YangQuan Chen earned his Ph.D. from Nanyang Technological University, Singapore, in 1998. He had been a faculty of Electrical Engineering at Utah State University (USU) from 2000–2012. He joined the School of Engineering, University of California, Merced (UCM) in summer 2012 teaching “Mechatronics”, “Engineering Service Learning”, “Unmanned Aerial Systems” and “Digital Twins” for undergraduates; “Fractional Order Mechanics”, “Linear Multivariable Control”, “Nonlinear Controls” and “Advanced Controls: Optimality and Robustness” for graduates.

His research interests include mechatronics for sustainability, cognitive process control and smart control engineering enabled by digital twins, small multi-UAV based cooperative multi-spectral “personal remote sensing”, applied fractional calculus in controls, modeling and complex signal processing, distributed measurement and control of distributed parameter systems with mobile actuator and sensor networks.

He is listed in Highly Cited Researchers by Clarivate Analytics from 2018 to 2021. He received Research of the Year awards from USU (2012) and UCM (2020). Most recently he started with Dr. Bruce J. West a new book series of CRC Press on AFC4STEM (Fractional Order Thinking in Exploring the Frontiers of STEM) and established a new section for Fractals and Fractional journal on “Optimization, big data and AI/ML”. His Google Scholar citations are over 55,100 with H-index 100 and H-10 index 643.

Title: Robotics and AI for Effective Stroke Rehabilitation Treatment: Challenges and Opportunities

Abstract: Stroke and neurological diseases have significant impact on our society. Robotic technologies have shown potential for delivering effective care and presented many opportunities for the healthcare industry. This talk will cover the recent development of robotic and mechatronic technologies for stroke rehabilitation, the research gaps and the need for new technologies in neuroscience, robotics and artificial intelligence.

The talk will introduce an EPSRC-funded project on intelligent reconfigurable exoskeletons tailored to meet patients’ needs, deliver effective diagnosis and personalised treatment, and monitored remotely by rehabilitation therapists. Examples of ongoing research work at the Leeds Centre for Assistive/Rehabilitation Robotics will be presented including pneumatic Peano muscle, DEA, soft exoskeleton, bilateral robot, neuromuscular and brain-computer interfaces.

Short Bio: Prof. Shane (Sheng Q) Xie, Ph.D., FRSNZ, FEngNZ, FIEEE, FASME, FIMechE and FAAIA, is the Chair of Robotics and Autonomous Systems and Director of the Rehabilitation Robotics Lab at the University of Leeds. He has over 30 years of research experience in healthcare robotics and exoskeletons. He has published over 500 papers and 8 books, supervised more than 15 postdocs, 100 PhDs and 80 MEs, with research funding exceeding £30M.

Topic: Machine Learning in Brain-Computer Interfaces

Abstract: A brain-computer interface (BCI) enables direct communication between the brain and external devices. Electroencephalograms (EEGs) used in BCIs are weak, easily contaminated by noise, non-stationary, and vary across subjects and sessions. Therefore, sophisticated machine learning approaches are required for accurate and reliable EEG decoding.
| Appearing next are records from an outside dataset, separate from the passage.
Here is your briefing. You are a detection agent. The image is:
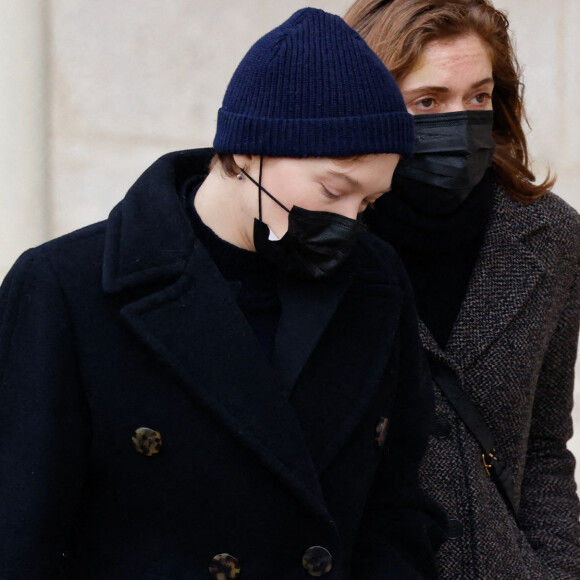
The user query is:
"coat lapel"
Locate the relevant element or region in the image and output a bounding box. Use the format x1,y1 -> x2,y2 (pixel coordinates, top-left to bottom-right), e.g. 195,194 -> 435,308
436,190 -> 546,368
121,244 -> 323,511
This talk introduces machine learning algorithms for accurate, secure and privacy-preserving BCIs, including robustness, adversarial security and privacy protection.

Dongrui Wu received his B.E. from USTC, M.Eng from NUS and Ph.D. from USC. He is Professor and Vice Dean of the School of Artificial Intelligence and Automation at HUST. He has over 200 publications (17,000+ citations, h-index 68) and is Editor-in-Chief of IEEE Transactions on Fuzzy Systems.
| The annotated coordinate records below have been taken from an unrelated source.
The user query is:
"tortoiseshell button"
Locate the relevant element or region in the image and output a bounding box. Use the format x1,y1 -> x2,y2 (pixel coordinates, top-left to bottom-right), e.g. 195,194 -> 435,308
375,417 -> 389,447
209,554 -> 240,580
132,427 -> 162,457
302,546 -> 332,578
Title: Fractional Order Motion Systems and Controls

Abstract: Motion system control is developing toward more stable, precise and intelligent extreme performance, posing challenges to traditional control technologies. Fractional calculus enables fine representation with adjustable order and scale subdivision.

This talk summarizes new theories and methods for fractional-order modeling and control of motion systems, demonstrating breakthroughs in motion-following and disturbance-rejection performance beyond traditional limits.

Biography: Ying Luo received his Ph.D. degree through a joint program between South China University of Technology and Utah State University in 2009. He is currently a Professor at SCUT. He has published over 120 papers, authored two monographs on fractional-order control, and serves in multiple IEEE and SCI journal editorial roles.